In sum, this +LR/−LR effect rating approach provides a defensible means of deriving effect ratings, as can then inform potential upgrading of strength of evidence when using the GRADE method [74], [75].

For diagnostic quality and safety measures

Diagnostic error has been defined as the “failure to (a) establish an accurate and timely explanation of the patient’s health problem(s), or (b) communicate that explanation to the patient” [[76]. Identifying meaningful measures of diagnostic quality and safety, however, is a noted challenge [50], [76], [77], [78]. While “diagnostic accuracy” in this context signifies more than simply “DTA” (or test clinical validity) 4], [50], [76], +LR/−LR pairings represent an aspect of diagnostic information quality and can aid test interpretation, although (of themselves) are not necessarily a suitable direct measure of diagnostic quality and safety.

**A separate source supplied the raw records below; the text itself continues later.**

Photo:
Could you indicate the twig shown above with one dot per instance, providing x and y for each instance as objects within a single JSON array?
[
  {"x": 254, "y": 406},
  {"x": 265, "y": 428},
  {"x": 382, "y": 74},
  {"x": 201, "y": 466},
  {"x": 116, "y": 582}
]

In this way, +LR/−LR scatterplot matrix pairings may inform the “Diagnostic Process” domain of quality and safety measures described in the 2017 National Quality Forum (NQF) report Improving Diagnostic Quality and Safety. DTA can be equated with a component of diagnostic accuracy identified in the NQF report as “measurement of initial diagnostic accuracy” or “accuracy of initial diagnosis” [50]. In this context, +LR/−LR scatterplot matrix pairings signal a test’s (or a combination of tests) ability to correctly or incorrectly classify patients in relation to a diagnosis, in a way that is straightforward, visual, and clinically meaningful. Further, +LR/−LR pairings may provide an additional means to express whether “diagnostic tests have adequate analytical and clinical validity [as is] critical to preventing diagnostic errors” [76].

Limitations

While benefiting transparent effect rating judgments, any approach that simplifies findings risks information loss. For example, this approach does not contain information as to resource utilization (e.g. costs), patient preferences, or the indirectness of evidence to patient outcomes. Readers are further cautioned that a diagnostic test is not an isolated element of the patient diagnostic process; however, a test provides information, the quality of which can be assessed toward test utility and patient-related outcomes. Additionally, the strength of this approach may be diminished if DTA for an index test is established in relation to an imperfect reference standard, although this concern was not formally assessed [79], [80].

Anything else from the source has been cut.